Qui la riflessione generale di Quartz, qui Quartz su quello che vede come un merito di Twitter, che non è compresa fra le aziende web coinvolte nelle operazioni di PRISM, e qui invece Chris Saad che sostiene che non si tratti di un merito perché i dati di Twitter analoghi a quelli raccolti dalla NSA sono già pubblici e non hanno bisogno di essere consegnati. Il capo dell’intelligence James Clapper sostiene (vedi Forbes) che il pericolo non sta nella sorveglianza ma, al contrario, nel fatto che questa venga svelata dai giornali.
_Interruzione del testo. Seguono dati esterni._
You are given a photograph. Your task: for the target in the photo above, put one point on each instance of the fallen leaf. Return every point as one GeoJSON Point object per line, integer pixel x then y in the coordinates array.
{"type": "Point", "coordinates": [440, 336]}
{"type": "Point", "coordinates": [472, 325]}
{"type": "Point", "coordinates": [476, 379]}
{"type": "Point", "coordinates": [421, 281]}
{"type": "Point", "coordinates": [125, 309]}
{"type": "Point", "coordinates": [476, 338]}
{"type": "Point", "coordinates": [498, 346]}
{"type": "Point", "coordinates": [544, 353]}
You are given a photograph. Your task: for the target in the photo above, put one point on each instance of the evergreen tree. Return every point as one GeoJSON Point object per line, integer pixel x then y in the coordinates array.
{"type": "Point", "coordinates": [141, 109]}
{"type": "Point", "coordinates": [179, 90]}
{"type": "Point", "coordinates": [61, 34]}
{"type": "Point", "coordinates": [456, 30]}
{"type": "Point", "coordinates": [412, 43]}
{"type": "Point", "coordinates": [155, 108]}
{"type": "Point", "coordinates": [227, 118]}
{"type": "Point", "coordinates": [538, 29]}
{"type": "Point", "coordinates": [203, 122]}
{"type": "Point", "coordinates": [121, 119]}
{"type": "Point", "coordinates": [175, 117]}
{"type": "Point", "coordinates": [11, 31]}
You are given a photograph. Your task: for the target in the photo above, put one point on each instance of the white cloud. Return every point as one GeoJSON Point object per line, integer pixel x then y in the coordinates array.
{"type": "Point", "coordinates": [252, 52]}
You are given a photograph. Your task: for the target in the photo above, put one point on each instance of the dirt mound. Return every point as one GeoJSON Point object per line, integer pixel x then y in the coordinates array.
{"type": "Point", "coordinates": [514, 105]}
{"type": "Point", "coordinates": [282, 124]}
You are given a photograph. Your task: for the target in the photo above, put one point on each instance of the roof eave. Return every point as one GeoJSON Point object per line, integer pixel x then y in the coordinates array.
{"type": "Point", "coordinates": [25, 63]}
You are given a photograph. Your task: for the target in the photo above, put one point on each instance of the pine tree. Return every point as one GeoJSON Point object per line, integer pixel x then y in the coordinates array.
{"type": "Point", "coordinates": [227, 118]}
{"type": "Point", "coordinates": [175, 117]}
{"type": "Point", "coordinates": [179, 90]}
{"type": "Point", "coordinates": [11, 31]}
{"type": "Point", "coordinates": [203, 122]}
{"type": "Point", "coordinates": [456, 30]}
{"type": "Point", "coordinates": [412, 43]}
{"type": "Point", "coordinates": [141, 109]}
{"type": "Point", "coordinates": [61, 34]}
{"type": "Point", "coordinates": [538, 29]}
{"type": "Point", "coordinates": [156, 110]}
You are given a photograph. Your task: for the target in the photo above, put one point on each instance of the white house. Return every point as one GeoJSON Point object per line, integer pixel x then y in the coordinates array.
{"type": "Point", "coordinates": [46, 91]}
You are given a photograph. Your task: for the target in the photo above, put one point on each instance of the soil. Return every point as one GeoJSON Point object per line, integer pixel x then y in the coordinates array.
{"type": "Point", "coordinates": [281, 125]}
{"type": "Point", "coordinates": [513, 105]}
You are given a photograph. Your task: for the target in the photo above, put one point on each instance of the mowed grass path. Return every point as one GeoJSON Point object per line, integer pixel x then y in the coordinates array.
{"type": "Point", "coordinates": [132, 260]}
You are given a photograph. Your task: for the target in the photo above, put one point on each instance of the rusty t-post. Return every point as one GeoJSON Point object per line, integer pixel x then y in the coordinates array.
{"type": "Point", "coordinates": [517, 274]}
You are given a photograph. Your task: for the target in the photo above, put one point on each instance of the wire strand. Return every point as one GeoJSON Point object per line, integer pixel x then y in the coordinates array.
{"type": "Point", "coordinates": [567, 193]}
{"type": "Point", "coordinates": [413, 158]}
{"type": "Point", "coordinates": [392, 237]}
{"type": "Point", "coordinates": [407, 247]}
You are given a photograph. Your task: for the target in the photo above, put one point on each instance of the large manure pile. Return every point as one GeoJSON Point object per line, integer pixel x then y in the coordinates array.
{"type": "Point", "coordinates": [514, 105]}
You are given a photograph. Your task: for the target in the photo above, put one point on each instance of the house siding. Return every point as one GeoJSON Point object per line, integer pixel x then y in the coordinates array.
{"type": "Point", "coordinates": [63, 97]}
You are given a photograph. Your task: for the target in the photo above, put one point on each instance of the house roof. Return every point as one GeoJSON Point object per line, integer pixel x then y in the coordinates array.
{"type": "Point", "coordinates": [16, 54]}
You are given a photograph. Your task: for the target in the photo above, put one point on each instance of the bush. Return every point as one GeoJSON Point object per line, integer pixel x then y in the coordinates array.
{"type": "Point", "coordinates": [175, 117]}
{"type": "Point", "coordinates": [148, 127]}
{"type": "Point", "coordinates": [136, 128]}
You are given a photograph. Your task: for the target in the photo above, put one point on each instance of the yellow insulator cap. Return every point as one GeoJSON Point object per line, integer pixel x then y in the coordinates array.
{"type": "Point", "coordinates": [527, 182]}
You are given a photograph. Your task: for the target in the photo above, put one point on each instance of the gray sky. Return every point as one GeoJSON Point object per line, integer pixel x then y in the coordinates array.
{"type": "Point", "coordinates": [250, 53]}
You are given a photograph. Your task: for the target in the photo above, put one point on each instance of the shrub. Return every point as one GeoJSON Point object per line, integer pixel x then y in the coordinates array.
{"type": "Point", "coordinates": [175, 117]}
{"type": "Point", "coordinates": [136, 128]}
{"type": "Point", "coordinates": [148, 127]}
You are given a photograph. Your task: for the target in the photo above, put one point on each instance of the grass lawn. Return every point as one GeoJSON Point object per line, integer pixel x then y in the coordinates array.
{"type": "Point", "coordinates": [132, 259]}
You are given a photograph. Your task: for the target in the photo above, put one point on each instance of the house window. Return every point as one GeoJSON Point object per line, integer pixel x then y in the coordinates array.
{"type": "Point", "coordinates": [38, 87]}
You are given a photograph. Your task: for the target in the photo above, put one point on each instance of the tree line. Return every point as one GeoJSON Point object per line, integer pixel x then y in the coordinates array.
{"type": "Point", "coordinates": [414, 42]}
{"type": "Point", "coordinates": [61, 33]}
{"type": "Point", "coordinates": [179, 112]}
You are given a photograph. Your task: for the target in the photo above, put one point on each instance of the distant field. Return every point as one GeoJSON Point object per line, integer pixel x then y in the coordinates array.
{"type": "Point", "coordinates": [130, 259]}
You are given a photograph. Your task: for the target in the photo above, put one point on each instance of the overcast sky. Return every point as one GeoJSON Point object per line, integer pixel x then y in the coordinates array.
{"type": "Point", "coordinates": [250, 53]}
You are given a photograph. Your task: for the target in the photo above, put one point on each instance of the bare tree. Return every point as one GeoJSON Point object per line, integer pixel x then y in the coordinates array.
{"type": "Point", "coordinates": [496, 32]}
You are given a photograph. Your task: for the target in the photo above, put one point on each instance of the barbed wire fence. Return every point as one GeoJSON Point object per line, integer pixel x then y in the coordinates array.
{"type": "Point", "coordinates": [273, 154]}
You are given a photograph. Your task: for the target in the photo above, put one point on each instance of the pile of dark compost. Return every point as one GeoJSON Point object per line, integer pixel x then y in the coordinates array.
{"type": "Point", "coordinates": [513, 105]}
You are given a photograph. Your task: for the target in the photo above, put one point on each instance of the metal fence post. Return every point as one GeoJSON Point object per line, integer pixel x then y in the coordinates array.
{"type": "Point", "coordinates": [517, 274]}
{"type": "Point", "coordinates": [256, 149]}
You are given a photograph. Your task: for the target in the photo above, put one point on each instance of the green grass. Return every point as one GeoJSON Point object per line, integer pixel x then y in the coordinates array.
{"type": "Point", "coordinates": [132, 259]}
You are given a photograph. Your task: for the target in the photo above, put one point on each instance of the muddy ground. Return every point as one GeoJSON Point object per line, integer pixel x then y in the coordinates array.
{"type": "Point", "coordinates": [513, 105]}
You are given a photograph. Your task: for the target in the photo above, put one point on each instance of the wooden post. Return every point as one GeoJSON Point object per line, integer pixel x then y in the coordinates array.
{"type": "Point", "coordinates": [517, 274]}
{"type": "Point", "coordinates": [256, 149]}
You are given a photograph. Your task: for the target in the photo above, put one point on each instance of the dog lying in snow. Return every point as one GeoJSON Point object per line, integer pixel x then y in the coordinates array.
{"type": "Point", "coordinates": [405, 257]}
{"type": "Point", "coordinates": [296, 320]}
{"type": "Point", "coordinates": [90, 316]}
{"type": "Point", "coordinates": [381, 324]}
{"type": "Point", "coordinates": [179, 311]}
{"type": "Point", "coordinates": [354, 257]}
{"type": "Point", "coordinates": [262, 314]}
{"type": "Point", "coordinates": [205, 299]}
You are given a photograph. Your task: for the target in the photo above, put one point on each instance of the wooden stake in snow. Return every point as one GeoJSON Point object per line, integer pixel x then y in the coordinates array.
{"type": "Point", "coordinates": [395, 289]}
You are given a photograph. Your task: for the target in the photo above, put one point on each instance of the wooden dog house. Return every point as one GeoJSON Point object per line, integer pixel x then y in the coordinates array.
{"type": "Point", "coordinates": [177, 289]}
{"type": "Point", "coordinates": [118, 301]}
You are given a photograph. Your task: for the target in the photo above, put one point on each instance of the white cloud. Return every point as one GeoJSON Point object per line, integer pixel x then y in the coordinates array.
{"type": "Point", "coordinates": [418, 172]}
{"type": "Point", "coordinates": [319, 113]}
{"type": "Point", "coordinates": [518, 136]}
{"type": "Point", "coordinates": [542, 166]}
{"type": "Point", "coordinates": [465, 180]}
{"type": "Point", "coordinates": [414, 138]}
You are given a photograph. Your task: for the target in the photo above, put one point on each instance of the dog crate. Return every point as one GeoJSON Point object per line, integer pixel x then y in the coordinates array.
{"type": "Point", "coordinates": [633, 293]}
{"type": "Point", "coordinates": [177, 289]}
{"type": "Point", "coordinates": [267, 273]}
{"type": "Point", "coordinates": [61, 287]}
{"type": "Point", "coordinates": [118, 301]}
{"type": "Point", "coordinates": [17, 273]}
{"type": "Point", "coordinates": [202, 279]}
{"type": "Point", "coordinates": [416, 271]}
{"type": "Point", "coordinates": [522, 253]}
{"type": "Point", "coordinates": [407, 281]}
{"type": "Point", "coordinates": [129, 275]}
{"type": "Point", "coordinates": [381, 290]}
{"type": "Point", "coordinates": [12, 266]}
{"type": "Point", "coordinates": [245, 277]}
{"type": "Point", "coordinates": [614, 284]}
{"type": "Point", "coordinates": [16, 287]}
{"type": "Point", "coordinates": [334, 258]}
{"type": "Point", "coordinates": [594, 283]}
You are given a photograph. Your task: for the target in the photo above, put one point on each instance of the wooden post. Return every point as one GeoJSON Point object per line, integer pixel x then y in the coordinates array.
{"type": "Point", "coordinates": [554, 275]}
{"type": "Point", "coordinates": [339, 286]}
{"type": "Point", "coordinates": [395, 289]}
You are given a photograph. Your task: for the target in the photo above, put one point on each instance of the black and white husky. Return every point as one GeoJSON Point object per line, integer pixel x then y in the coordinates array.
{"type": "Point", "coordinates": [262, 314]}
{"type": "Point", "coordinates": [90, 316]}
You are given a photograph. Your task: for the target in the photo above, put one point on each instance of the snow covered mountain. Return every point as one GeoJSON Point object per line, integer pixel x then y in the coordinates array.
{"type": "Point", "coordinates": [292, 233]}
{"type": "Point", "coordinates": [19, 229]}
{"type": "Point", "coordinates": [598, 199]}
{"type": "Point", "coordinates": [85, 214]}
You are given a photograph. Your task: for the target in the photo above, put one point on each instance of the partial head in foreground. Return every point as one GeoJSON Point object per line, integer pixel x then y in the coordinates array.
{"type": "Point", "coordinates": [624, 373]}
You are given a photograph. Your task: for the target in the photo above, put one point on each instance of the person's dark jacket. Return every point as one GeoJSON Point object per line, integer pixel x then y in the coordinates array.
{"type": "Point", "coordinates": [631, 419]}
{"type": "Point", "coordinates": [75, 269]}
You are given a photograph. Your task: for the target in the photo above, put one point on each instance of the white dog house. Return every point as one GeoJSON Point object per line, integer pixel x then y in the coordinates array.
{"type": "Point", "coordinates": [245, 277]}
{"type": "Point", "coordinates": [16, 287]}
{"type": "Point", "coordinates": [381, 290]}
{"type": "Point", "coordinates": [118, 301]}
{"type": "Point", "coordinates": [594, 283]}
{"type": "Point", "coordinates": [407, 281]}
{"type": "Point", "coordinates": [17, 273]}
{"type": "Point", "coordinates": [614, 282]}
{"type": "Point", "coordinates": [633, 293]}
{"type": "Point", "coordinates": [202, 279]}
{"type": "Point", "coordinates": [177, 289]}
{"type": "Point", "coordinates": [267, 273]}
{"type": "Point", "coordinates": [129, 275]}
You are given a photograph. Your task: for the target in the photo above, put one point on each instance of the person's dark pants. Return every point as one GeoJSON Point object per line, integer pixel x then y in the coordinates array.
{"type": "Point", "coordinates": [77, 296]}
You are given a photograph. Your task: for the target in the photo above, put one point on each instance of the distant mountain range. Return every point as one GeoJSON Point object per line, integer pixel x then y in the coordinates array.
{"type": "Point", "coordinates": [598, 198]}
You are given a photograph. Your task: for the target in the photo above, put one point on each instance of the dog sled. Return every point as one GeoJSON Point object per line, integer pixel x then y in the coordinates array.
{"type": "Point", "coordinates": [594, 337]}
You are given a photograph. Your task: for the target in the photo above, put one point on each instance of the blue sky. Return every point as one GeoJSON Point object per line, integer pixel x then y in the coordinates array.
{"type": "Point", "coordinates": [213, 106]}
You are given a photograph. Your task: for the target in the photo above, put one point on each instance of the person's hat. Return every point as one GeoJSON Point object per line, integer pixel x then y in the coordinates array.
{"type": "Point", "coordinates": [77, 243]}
Intanto le sue dichiarazioni scritte a caldo, poi scomparse, sono state catturate in tempo da BuzzFeed.

Qui le dichiarazioni della Electronic Frontier Foundation, che da anni sosteneva che esistano programmi segreti di sorveglianza dei dati degli utenti.

Qui un profilo di Glenn Greenwald, che ad Alaska seguiamo da anni come blogger e che ha fornito lo scoop di ieri al Guardian (sul New York Times, e qui Kathy Gill sulla necessità di tutelare il ruolo delle “talpe” nelle indagini sul comportamento del governo, per The Moderate Voice. Qui, dello stesso tenore, il commento di The Atlantic.

E infine, qui Time sulla missione del Guardian per conquistare il mondo scoop dopo scoop (già il 37% dei suoi lettori è negli Stati Uniti), e su come i giornali americani, che pure avevano per le mani materiali scottanti, hanno aspettato il quotidiano inglese per uscire allo scoperto.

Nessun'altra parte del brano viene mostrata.